With the pandemic stretching on for nearly a year, there’s been plenty of time for misinformation and questions about the vaccine-development process. Simply put, many laypeople don’t know what to expect from an eventual vaccine.
Therefore, in order to encourage the majority of Americans to be vaccinated, education will be important, but building trust in the science and safety of these vaccines will be key. But how to educate a public that is widespread, culturally diverse, fearful and uncertain?
By providing a trusted source of information delivered straight to a personal device, digital health technology can help convey a widespread yet tailored message to a particular patient population. The shared information comes from trusted resources (such as HHS or the CDC) and is labeled as such. Measures like these mean more reassurance, more trust, and a wider ability to reach a diverse audience.
Many have expressed concerns that development of the COVID-19 vaccines has been rushed and is unsafe. These fears, while not based in fact, need to be addressed before widespread vaccination can take place. In order to do this, digital care management software like GetWell Loop includes simple information on how vaccines are developed and work, to help people understand their function and necessity. Additionally, surfacing personal endorsements of desired behaviors from formal and informal leaders within the community provides necessary outreach to vulnerable populations that may share similar concerns.
Digital vaccine care plans, like those found in GetWell Loop, can be used to create awareness around dosing, schedules, and expected side effects, and can help address safety concerns. This technology is designed to appeal to the most vulnerable populations, addressing what concerns them most, and sharing messages from trusted leaders within the community to help increase confidence.
Most of the vaccines being trialed will require two injections, given 21-28 days apart. This is due to the fact that the population lacks an initial partial immunity to COVID-19, since the virus has never circulated among humans before (unlike various influenzas).
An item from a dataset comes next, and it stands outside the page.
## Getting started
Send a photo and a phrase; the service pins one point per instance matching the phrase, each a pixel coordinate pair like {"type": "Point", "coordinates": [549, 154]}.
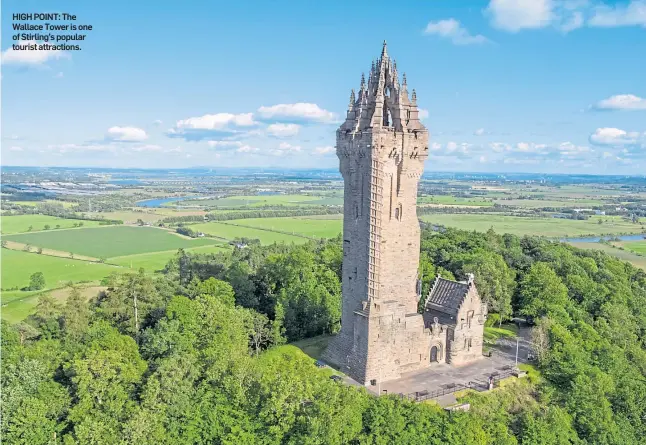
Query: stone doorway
{"type": "Point", "coordinates": [434, 354]}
A recent Washington Post article spelled out concerns around the multiple doses required by most coronavirus vaccines, saying that “two-dose coronavirus vaccine regimens will make it harder to inoculate America.” Why?
There are a number of factors at play here, including:
- The need to send multiple reminders using a variety of methods to return for a second dose
- The impact of side effects from a first dose, which may make people feel hesitant to receive a second dose
- Concerns about people receiving different doses from different pharmacies/providers or, worse, in different states, making it hard to track and ensure the inoculations were received correctly
- The economic impact of patients having to take time to receive the vaccine and possibly missing work or school.
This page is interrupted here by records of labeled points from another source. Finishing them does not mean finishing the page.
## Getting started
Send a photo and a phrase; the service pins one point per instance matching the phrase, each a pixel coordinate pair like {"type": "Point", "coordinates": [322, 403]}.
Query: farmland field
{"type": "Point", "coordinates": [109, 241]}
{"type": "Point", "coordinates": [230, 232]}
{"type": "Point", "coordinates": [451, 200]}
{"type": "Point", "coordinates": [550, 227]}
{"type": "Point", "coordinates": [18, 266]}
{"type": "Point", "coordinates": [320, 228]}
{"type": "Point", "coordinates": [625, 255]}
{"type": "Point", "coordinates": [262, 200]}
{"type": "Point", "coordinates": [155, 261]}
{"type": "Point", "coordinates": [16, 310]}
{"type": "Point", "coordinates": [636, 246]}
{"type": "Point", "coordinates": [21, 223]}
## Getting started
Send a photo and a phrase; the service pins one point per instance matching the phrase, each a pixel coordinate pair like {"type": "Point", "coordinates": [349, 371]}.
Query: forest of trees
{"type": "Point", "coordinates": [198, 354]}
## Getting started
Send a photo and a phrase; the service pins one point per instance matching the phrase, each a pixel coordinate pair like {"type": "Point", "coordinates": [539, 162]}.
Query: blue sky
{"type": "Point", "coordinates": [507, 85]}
Digital care management tools can help vaccine recipients understand what side effects are expected, reducing unnecessary calls and burden on healthcare teams. In addition, digital reminders to return for the second injection may make people more likely to follow the necessary two-dose vaccine schedule, reducing vaccine waste. By setting expectations with patients up front, on what to expect and that a second dose is required, increased compliance is likely.
Track side effects
In addition to educating and informing, digital health technology can help healthcare organizations collect information on the prevalence of side effects and a vaccine’s overall impact on specific populations.
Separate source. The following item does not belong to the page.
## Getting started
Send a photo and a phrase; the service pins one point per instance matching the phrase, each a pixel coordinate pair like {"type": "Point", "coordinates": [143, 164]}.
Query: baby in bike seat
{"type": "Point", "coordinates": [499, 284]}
Reassurance that side effects from a vaccine like this are normal and may last a few days may go a long way towards calming fears that something is “wrong.” However, for those vaccine recipients who do experience frequent or irregular side effects, digital health technology can give them a place to report these side effects and seek reassurance. By listing out common symptoms and providing alerting features that will flag their case if it needs to be escalated to the care team, digital care management tools like GetWell Loop can make patients feel like they’re being looked out for long after they leave the care setting.
The bottom line
Since the onset of the pandemic, digital health technology has been used to encourage the ongoing practice of social distancing, hand washing, and infection prevention measures. Now, with multiple vaccines nearing emergency authorization by the FDA, public health officials are aiming to vaccinate 60-70% of the population within months to stop the virus from spreading further.
Using digital health technology to inform people about vaccine availability, allay fears about safety, bring them back for their second doses, and track the impact of side effects can assist in these goals, helping the population return to a more normal day-to-day-life.